I’m not sure, even today, how much of a Christian I am. Belief is a complicated thing, by definition. Yet I’d like to think I know what’s at stake in the matter. As I say in the book, I had a Christian upbringing, and it sticks. For me, the greatest film that shows the power and depth of religion is Carl Th. Dreyer’s Ordet. My first encounter with this masterpiece—I can’t remember how many years ago—was an overwhelming experience, as I know it has been for many other people too.
That film is so profoundly religious on the one hand and totally blasphemous on the other. There’s nothing orthodox about it. The idea of a miracle bringing the dead back to life in a modern context—and of it happening by virtue of belief—is such an audacious thing. In the utterly austere, brooding, sincere way that Dreyer brings it out, the events are so strong that you almost can’t work out what has really happened. Do you believe it? Does Dreyer believe it?
I had the privilege of seeing the film’s cinematographer [Henning Bendtsen] speak twenty years ago at the college in Denmark where I was then teaching, and what an incredible experience it was to sit and listen to this man. At a certain point he was so overcome with emotion that he even stopped talking and started crying!
Is there something intrinsic to cinema that allows it, in spite of its secular origins, to evoke the sacred in a way that other arts do not?
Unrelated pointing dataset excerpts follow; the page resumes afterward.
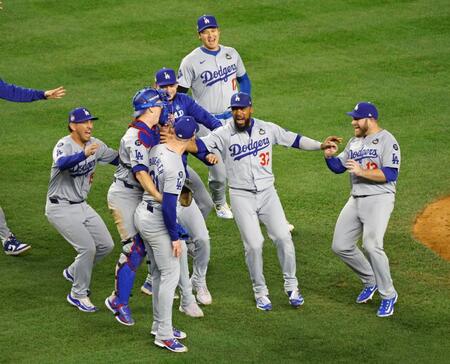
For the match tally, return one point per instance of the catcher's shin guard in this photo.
(129, 261)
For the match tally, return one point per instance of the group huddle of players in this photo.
(160, 204)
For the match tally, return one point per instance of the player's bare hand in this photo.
(334, 139)
(354, 167)
(330, 151)
(91, 149)
(212, 158)
(176, 248)
(56, 93)
(165, 133)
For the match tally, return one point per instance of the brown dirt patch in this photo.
(432, 227)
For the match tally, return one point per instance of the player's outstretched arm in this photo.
(56, 93)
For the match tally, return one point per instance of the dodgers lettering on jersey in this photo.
(134, 153)
(212, 77)
(248, 157)
(167, 171)
(372, 152)
(75, 183)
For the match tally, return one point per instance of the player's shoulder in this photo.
(195, 53)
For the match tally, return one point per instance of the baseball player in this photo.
(10, 92)
(156, 223)
(372, 158)
(74, 161)
(246, 149)
(130, 181)
(192, 217)
(213, 72)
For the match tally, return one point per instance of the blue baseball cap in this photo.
(206, 21)
(80, 115)
(185, 127)
(241, 99)
(364, 110)
(165, 77)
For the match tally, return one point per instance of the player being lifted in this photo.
(246, 149)
(213, 72)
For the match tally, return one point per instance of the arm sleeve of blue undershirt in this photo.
(64, 163)
(335, 165)
(15, 93)
(391, 174)
(169, 210)
(245, 84)
(202, 152)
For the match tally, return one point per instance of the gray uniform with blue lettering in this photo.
(126, 192)
(368, 210)
(248, 161)
(212, 79)
(74, 219)
(167, 171)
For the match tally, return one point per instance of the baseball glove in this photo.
(186, 196)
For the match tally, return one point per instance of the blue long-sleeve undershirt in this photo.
(69, 161)
(244, 84)
(15, 93)
(169, 210)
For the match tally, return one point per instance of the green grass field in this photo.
(309, 62)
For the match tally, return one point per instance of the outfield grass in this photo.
(309, 62)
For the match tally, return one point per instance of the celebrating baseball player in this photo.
(10, 92)
(190, 217)
(213, 71)
(75, 158)
(156, 223)
(246, 149)
(372, 158)
(130, 181)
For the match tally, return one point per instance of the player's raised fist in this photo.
(56, 93)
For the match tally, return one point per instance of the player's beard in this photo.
(243, 127)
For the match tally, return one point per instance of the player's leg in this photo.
(347, 231)
(192, 219)
(11, 245)
(99, 232)
(165, 283)
(375, 212)
(122, 203)
(244, 204)
(200, 193)
(69, 221)
(271, 213)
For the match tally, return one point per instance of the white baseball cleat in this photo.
(290, 226)
(224, 211)
(203, 296)
(192, 310)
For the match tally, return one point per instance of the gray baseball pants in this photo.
(4, 231)
(249, 208)
(367, 217)
(85, 230)
(192, 220)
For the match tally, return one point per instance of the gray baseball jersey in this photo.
(248, 160)
(372, 152)
(211, 76)
(74, 219)
(367, 211)
(74, 184)
(167, 171)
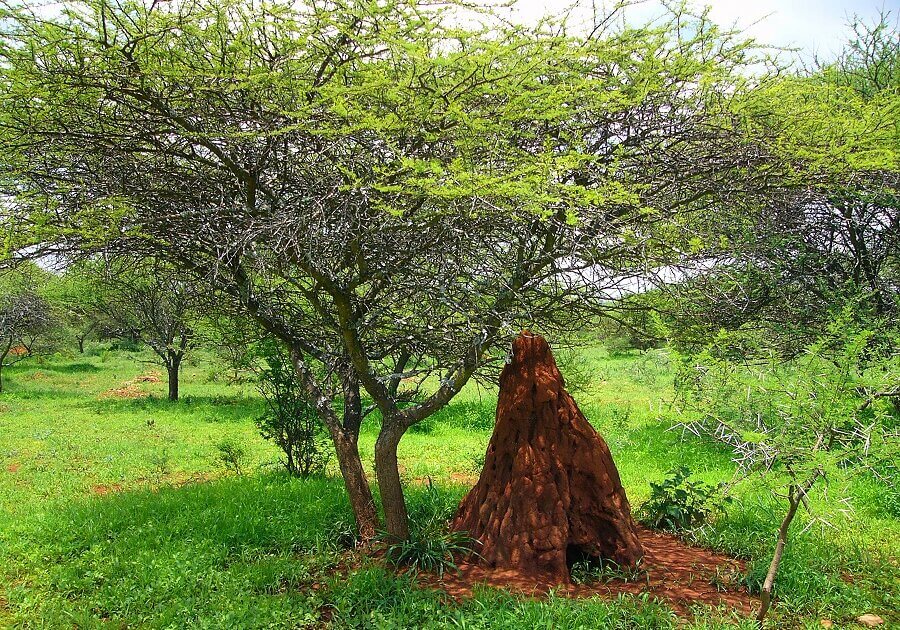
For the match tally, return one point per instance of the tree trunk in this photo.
(795, 496)
(358, 490)
(173, 365)
(388, 474)
(3, 356)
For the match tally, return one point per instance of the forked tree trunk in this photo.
(3, 354)
(360, 494)
(796, 495)
(387, 471)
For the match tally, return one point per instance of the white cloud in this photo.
(812, 26)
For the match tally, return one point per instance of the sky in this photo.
(814, 26)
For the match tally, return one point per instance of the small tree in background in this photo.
(149, 300)
(795, 422)
(290, 419)
(24, 317)
(74, 294)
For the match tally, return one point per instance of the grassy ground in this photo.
(100, 524)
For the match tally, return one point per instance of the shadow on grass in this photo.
(72, 368)
(214, 554)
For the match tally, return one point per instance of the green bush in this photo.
(290, 419)
(431, 546)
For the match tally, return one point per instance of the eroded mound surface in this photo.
(549, 493)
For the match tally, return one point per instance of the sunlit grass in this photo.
(116, 511)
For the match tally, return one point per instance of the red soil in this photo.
(549, 488)
(675, 572)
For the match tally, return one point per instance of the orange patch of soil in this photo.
(130, 389)
(149, 377)
(126, 391)
(677, 573)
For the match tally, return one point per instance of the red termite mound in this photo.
(549, 492)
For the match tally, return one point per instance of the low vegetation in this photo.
(120, 511)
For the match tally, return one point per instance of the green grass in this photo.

The older arts have stronger sacred roots: that can’t be denied. But cinema’s own popular origins, back in the 1890s, were always linked to melodrama, and melodrama, in a certain understanding of the concept, was always somehow linked to redemption. One could argue that because of this, Christianity was part of cinema’s original DNA. Also—and it’s easy to sound pretentious talking about this, so I can only gesture toward it—there’s a complicated thing about the way light works. The luminosity and numinosity of the screen seem to be profoundly linked in some way.
I was struck by a phrase that you use in the book with regard to Bresson’s films: “the breath of religion.” You move across such a rich and varied history of filmmaking. I’m wondering what characteristics unite these disparate films for you and fill them with that sense of a “breath of religion.”
My phrase, the “breath of religion,” is meant to separate films that merely “talk about” religion, of which there are many, from movies that, in some mysterious way, are religious in their essence—the latter category, naturally, being rather rarer than the former! The breath of religion is perhaps easy enough to recognize when you come across it: a certain simplicity, a certain sincerity, an openness to kindness and wonder. These qualities obtain in the great humanist films too—the works of Satyajit Ray, for example—converting the best of them, almost against their wishes, into something it wouldn’t be stupid to call “religious.”